Bolivia: Domitila Barrios de Chungara

I want to leave future generations the only valid inheritance: a free country and social justice.

— Domitila Barrios de Chungara

‘Let me speak’ is the name of her famous book. Moema Viezzer is the co-author. It has been the object of numerous translations and editions. In it, Domitila Chungara (born in 1937), a Bolivian indigenous, speaks. Daughter and wife of miners, she survived a massacre and the denunciation she made conducted her to imprisonment. She has been put in jail and tortured numerous times. She had seven children, but lost four of them because of this violence. Later, along with other women, she began a hunger strike that gathered support and brought down Hugo Bánzer, the Bolivian dictator.

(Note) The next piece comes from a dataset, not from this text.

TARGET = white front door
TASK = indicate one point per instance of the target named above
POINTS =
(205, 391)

“In the richest mines live the poorest people. When the urine reaches the ground it has already turned to ice. Only people with the capacity to work have the right to housing and food. If a worker is killed or incapacitated as a result of an accident, his family will be left homeless.” The woman who tells us these things is one of the indigenous people of Bolivia, Domitila Chungara. Both daughter and wife of miners, she lived in between tin and silver mining areas of the high plateau. She was General Secretary of the Syndicate of Housewives. She suffered repressions, but never lost “that hope we always have that one day things will change.” The miners organized themselves. The government of René Barrientos (1966-69) was afraid. They sent planes on the night of San Juan. “We were dancing and celebrating and the bullets being fired got mixed up with the fireworks of San Juan. The soldiers murdered men, women and children without pity.” Domitila was captured. She was pregnant. Because of the torture, her baby died. Time went on, and another dictator arose, Hugo Bánzer (1971-78). Then, the unbelievable happened: Domitila, along with four other women, went to the Capital and began a hunger strike. Soon, thousands joined them and the dictator fell. Injustices continued. Domitila went abroad and denounced the wrong doings from there. They forbade her from returning. With the help of a teacher, she wrote the book ‘Let me speak.’ In the 1980s, she lived, in exile, in Sweden. A sister of hers continued her fight in Bolivia. She was murdered. Domitila returned and created her Mobile School Project. With it, she went to remote villages. She talked about her hopes for a better world. “My people have given me my strength. They never give up.”